The suburbs of Sinj
Bajagić is a settlement of remarkable natural beauty and it is located about 4 km away from the town of Sinj. Bajagić borders the edge of the Hrvatačko polje and lies between the suburbs of Rumin, Han and Obrovac Sinjski. It is located on the left bank of the Cetina River, the main artery of this area, as it is popularly known. Bajagić rises on average altitude of 350 m above sea level. There is no bridge that spans over the river in the suburb itself. The closest bridges are in the settlements of Rumin (in Panj village) and Han.
The Church of St. Nicholas is located in Bajagić. The church was built in 1937 in neo-romantic style out of natural stone.
The medieval cemetery, an archaeological site in the fields along the Malin stream (left tributary of the Cetina), is a protected monument of culture. The archaeological remains of the ancient tombstones and plates that once were visible are expected to be found underground.
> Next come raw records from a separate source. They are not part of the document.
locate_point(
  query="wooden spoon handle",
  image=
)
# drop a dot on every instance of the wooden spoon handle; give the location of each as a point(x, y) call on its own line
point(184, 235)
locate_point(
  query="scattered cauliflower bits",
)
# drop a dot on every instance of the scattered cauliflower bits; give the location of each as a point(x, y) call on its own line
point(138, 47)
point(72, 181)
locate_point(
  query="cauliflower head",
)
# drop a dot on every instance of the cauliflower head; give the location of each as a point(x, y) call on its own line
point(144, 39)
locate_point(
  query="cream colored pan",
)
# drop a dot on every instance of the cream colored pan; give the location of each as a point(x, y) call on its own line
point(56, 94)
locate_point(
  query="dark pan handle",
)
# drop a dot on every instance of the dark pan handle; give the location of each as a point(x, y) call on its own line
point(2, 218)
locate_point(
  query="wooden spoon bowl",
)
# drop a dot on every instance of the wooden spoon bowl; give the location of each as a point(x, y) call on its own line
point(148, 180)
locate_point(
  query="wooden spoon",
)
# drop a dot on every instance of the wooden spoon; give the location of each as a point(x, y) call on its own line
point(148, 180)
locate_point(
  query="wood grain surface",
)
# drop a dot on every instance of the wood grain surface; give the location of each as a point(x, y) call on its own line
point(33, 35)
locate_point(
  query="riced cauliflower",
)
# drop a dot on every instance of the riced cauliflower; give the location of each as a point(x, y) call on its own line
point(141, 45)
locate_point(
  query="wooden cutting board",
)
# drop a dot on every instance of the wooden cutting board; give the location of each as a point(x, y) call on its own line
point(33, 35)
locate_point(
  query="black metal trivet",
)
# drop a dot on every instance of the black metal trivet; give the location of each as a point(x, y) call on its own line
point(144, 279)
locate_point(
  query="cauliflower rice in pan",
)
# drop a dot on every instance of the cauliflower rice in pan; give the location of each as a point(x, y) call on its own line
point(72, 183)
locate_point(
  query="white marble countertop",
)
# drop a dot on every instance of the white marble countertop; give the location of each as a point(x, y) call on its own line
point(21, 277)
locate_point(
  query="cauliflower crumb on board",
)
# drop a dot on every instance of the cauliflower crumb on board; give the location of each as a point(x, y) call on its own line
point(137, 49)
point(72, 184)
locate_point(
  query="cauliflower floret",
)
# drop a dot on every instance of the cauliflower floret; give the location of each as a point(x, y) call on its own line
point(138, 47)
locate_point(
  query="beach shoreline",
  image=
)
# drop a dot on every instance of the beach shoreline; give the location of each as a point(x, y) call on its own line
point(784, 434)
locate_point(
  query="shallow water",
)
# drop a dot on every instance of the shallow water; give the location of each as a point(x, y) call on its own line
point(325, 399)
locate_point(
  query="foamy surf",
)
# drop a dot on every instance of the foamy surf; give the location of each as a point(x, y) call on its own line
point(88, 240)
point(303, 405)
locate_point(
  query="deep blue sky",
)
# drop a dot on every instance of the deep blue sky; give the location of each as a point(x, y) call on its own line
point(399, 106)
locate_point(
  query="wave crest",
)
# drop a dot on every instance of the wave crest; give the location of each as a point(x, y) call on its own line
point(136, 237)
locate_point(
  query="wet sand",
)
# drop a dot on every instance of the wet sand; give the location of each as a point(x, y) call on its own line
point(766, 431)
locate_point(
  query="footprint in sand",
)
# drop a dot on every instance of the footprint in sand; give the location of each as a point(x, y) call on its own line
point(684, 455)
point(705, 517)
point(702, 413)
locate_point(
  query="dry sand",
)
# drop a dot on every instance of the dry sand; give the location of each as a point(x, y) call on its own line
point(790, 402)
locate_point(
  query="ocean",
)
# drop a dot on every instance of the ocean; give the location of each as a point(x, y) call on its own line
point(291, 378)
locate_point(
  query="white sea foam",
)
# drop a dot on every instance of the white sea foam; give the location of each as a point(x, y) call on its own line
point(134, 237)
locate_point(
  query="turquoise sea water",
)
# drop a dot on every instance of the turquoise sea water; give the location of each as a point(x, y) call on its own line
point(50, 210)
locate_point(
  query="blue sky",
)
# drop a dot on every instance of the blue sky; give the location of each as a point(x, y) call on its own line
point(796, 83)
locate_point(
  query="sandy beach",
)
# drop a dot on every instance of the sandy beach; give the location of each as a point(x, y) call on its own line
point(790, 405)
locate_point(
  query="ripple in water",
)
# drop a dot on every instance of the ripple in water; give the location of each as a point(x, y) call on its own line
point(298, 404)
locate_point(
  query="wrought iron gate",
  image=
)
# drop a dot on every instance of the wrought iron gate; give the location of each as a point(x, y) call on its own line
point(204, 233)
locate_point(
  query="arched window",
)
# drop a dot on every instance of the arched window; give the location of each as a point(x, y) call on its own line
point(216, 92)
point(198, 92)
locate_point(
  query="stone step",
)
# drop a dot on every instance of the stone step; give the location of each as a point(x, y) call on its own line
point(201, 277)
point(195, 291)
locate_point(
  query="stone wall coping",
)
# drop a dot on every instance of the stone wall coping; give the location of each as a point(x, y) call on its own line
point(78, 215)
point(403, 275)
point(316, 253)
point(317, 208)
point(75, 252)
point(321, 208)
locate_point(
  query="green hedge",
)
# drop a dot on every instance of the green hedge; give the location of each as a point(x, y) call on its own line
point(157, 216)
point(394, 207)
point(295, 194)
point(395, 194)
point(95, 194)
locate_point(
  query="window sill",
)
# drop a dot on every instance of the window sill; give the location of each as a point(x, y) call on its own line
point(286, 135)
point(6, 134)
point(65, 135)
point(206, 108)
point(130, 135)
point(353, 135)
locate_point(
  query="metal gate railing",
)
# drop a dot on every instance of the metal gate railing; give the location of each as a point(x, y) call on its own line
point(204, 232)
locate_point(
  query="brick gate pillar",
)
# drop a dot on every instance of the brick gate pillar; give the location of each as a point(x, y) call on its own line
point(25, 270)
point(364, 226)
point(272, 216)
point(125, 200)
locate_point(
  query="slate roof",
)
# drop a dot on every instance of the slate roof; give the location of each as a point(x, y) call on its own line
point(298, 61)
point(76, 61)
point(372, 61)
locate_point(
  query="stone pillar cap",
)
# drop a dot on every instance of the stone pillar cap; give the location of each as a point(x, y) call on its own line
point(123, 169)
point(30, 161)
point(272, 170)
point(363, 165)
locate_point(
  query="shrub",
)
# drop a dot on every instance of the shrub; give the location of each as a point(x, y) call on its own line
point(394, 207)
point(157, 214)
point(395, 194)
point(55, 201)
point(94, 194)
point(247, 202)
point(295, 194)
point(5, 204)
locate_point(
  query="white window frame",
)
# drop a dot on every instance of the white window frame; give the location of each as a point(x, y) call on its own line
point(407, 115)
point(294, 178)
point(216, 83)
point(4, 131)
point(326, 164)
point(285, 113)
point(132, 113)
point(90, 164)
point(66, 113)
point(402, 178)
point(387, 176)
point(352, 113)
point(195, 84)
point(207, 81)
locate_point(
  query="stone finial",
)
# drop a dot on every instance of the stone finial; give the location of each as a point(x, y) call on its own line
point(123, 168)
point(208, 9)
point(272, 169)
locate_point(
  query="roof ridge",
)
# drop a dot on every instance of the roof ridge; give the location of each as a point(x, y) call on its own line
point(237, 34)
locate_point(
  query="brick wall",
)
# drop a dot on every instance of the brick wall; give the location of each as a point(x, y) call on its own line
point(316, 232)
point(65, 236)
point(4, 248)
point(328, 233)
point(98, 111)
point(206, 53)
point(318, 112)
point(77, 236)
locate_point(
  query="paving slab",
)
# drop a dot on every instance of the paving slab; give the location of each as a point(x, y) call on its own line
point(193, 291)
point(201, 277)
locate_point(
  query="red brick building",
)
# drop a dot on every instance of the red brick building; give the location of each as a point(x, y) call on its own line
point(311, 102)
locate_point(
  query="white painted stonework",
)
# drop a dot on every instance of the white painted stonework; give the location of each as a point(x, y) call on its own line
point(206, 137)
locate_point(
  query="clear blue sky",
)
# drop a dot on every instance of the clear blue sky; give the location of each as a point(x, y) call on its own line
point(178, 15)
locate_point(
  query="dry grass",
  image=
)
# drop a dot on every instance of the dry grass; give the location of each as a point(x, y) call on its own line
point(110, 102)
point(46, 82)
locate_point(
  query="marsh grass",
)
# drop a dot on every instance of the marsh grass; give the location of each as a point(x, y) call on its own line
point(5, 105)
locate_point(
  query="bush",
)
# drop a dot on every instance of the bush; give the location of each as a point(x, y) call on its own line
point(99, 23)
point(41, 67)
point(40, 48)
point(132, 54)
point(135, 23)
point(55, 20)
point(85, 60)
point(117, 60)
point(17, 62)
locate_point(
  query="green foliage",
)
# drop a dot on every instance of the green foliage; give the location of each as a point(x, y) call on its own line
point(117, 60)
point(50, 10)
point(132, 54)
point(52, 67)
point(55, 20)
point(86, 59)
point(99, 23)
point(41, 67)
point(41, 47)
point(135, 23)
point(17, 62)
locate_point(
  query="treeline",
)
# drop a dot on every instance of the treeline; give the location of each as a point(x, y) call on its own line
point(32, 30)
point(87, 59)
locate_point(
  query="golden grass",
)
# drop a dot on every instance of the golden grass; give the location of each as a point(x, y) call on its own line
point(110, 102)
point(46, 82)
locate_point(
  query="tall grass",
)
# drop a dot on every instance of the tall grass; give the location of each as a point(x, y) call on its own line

The cemetery has not yet been fully explored by archaeologists, but scientists agree that it is most likely to be assigned to the classical old Croatian period between the 9th and the 12th century.
Brnaze is one of the most progressive and most densely populated villages on the outskirts of the city of Sinj - the suburb has around 50 different commercial service companies as well as companies in the fields of trade and catering, meaning that the suburb partly takes on the characteristics of a town.
Archeological discoveries that provide new insights into early Christianity were collected on Brnaška glavica, the hill above Brnaze. The remains of the old Croatian church of St. Michael are located on the Mioljača, a part of the suburb Brnaze, and they consist of six apses from the 9th or 10th century. This church again was probably built on the foundations of the early Christian church. Fragments of church stone furniture from the early Croatian period, a part of an early Christian altar wall as well as some ancient monuments were discovered. Late medieval graves were found in and around the church, from which other objects were also extracted (rings, earrings, bridles and coins).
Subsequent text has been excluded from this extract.